Theses and Dissertations Collection

Zoonotic pathogens spread by wildlife continue to spill over into human populations and threaten human lives. A potential way to reduce this threat is by vaccinating wildlife species that harbor infectious diseases of humans. Unfortunately, even in cases where vaccines can be distributed en masse as edible baits, achieving levels of vaccine coverage sufficient for pathogen elimination is rare. Developing vaccines that self-disseminate may help solve this problem by magnifying the impact of limited direct vaccination. Although models now exist that quantify how well these self-disseminating vaccines will work when introduced into temporally stable wildlife populations, how well they will perform when introduced into populations with pronounced seasonal dynamics remains unknown.
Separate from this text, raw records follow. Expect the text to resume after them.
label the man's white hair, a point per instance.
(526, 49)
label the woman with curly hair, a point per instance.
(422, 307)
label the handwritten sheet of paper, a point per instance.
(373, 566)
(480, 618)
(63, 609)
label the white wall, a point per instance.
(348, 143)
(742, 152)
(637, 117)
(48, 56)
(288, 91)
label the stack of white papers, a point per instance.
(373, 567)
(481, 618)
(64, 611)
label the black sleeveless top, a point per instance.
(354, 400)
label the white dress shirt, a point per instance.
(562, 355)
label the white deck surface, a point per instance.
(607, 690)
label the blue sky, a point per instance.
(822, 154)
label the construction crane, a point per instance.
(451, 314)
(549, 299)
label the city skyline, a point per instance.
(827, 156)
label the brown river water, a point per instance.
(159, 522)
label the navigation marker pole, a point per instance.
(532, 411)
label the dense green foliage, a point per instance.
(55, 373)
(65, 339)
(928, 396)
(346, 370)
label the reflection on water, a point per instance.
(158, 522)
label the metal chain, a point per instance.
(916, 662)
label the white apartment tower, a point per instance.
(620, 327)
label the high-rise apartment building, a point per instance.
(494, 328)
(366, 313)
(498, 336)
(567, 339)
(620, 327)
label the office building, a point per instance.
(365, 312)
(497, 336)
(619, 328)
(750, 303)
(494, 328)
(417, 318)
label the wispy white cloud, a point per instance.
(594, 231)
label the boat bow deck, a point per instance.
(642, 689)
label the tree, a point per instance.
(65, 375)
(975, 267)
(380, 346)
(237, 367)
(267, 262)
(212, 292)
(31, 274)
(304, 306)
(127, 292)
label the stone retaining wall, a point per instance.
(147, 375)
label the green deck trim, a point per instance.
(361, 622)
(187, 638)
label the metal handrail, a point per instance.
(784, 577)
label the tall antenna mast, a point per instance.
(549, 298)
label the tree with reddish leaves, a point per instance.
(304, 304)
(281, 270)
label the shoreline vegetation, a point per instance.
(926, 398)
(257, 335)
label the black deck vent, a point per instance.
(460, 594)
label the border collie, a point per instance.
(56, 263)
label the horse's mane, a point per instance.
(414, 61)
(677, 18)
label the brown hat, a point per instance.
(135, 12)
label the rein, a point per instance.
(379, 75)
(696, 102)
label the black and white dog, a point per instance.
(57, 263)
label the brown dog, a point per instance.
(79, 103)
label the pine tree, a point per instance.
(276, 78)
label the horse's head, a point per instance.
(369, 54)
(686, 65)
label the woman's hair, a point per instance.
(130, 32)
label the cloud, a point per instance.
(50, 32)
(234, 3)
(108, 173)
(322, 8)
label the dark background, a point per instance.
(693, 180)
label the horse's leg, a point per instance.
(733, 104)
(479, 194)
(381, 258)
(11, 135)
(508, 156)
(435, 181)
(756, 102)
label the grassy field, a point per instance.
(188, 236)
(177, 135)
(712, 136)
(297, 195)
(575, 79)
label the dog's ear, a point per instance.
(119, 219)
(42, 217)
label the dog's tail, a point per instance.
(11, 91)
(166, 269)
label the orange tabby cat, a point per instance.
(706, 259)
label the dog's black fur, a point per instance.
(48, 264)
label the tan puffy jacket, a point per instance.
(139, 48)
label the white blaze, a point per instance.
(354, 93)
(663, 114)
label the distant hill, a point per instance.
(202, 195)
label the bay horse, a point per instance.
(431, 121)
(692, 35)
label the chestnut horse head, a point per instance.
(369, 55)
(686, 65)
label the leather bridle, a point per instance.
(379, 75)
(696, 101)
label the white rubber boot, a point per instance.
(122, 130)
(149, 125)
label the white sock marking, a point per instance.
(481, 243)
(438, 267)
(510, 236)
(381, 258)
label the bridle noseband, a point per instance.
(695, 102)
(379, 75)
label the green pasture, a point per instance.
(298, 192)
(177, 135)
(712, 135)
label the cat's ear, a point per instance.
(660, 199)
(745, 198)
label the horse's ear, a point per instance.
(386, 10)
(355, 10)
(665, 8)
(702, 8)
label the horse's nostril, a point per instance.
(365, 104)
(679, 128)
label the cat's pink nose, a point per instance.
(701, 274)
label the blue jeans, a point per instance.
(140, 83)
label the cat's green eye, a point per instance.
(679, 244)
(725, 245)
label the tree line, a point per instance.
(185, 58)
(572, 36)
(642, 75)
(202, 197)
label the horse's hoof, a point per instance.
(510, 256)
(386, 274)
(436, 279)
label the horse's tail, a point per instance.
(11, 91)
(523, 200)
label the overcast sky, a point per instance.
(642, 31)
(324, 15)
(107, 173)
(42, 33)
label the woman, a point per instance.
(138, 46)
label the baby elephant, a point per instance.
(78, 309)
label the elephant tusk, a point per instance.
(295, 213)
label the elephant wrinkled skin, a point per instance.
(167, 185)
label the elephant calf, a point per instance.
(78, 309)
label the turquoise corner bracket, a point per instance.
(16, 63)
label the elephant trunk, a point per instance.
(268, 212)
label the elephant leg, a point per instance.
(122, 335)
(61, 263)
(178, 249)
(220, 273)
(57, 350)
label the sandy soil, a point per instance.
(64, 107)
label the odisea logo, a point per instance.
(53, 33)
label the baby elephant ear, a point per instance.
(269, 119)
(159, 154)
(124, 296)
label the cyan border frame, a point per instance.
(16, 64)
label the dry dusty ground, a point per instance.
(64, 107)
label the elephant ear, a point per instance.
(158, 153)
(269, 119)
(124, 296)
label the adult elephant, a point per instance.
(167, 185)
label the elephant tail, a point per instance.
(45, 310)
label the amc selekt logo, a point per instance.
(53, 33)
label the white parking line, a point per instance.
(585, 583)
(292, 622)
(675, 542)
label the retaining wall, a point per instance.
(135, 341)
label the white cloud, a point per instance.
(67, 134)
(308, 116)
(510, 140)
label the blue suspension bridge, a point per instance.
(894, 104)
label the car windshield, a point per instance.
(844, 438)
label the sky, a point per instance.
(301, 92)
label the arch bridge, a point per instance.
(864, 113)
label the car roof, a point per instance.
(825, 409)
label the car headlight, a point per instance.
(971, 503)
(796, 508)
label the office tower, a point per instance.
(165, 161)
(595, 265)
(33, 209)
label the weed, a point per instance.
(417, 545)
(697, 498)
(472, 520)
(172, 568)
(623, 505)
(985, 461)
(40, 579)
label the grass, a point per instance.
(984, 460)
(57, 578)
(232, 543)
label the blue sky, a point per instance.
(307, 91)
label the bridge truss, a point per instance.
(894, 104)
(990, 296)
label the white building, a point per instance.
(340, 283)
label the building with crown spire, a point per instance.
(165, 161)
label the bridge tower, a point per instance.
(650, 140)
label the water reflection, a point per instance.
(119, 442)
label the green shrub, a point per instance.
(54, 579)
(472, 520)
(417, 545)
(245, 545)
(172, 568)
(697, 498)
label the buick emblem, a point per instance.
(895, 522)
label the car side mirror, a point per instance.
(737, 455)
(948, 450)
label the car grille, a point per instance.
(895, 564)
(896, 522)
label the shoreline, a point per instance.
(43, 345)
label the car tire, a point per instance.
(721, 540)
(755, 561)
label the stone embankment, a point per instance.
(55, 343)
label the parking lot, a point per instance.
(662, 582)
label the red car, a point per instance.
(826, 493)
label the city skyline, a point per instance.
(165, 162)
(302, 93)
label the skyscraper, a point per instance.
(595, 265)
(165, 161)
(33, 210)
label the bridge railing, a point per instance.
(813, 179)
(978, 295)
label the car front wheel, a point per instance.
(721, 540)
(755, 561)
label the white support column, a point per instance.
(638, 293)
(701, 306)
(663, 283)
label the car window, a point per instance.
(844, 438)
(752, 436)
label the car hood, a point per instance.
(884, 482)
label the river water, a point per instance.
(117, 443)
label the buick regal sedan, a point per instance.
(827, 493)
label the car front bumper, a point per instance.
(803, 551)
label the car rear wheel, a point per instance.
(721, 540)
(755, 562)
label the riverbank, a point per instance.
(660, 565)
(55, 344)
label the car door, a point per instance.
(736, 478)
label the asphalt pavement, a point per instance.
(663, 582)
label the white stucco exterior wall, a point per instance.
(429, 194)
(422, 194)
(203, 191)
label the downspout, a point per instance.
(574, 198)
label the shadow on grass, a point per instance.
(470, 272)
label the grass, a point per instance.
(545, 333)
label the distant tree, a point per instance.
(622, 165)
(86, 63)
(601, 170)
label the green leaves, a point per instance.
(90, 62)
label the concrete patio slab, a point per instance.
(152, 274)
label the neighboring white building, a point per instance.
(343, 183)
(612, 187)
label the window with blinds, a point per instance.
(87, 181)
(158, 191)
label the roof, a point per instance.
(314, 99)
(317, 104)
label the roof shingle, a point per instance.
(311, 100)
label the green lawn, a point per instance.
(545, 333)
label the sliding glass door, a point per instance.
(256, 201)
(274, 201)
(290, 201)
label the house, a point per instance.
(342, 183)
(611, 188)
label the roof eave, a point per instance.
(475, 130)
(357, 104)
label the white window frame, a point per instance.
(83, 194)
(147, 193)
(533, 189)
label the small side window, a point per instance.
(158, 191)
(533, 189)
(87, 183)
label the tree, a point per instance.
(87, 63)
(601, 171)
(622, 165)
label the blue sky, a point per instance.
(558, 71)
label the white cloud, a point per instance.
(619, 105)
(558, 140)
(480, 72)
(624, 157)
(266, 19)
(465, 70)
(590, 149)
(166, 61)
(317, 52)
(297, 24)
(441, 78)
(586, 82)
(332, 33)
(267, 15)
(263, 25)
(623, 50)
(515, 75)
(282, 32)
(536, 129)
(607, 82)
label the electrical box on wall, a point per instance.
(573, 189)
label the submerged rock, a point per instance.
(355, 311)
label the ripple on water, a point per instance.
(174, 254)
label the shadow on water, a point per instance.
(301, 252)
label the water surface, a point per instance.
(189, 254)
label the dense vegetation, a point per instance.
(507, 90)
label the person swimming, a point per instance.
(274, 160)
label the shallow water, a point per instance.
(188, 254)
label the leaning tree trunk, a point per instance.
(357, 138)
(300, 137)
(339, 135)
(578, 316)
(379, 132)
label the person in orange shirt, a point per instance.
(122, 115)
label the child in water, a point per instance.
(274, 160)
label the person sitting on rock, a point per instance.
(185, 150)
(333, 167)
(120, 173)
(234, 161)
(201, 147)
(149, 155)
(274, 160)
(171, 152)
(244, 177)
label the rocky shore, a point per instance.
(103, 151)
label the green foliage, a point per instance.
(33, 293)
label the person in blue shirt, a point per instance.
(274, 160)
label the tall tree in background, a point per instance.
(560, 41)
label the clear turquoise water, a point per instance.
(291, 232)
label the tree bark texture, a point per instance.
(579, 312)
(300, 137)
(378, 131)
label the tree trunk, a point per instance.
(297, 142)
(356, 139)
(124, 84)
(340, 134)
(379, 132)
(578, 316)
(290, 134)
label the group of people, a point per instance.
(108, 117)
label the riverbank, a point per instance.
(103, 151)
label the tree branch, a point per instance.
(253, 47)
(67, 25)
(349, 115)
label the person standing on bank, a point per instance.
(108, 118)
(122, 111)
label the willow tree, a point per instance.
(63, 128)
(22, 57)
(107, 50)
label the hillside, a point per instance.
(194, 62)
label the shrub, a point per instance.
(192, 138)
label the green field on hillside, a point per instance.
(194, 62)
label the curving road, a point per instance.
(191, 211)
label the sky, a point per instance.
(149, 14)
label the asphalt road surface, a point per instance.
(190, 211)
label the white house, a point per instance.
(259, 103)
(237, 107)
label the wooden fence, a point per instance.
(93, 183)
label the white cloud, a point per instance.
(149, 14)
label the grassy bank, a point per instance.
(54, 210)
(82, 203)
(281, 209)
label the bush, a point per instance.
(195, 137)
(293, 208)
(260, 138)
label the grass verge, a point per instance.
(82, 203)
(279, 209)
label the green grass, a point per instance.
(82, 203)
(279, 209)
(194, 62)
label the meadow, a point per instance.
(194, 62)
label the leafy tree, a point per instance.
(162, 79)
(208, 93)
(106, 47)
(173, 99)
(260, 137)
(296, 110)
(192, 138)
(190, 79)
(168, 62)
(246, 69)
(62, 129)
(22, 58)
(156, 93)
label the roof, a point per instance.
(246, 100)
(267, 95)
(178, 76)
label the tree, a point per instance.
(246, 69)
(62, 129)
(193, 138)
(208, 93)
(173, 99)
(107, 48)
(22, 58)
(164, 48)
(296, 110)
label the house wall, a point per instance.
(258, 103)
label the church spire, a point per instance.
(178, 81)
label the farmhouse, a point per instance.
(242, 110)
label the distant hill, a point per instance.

Here we develop and analyze mathematical models of fluctuating wildlife populations that allow us to study how reservoir ecology, vaccine design, and vaccine delivery interact to influence vaccine coverage and opportunities for pathogen elimination. Our results demonstrate that the timing of vaccine delivery can make or break the success of vaccination programs, and that the importance of timing is greater for some types of vaccines than others. As a general rule, the effectiveness of self-disseminating vaccines is optimized by introducing after the peak of seasonal reproduction when the number of susceptible animals is near its maximum.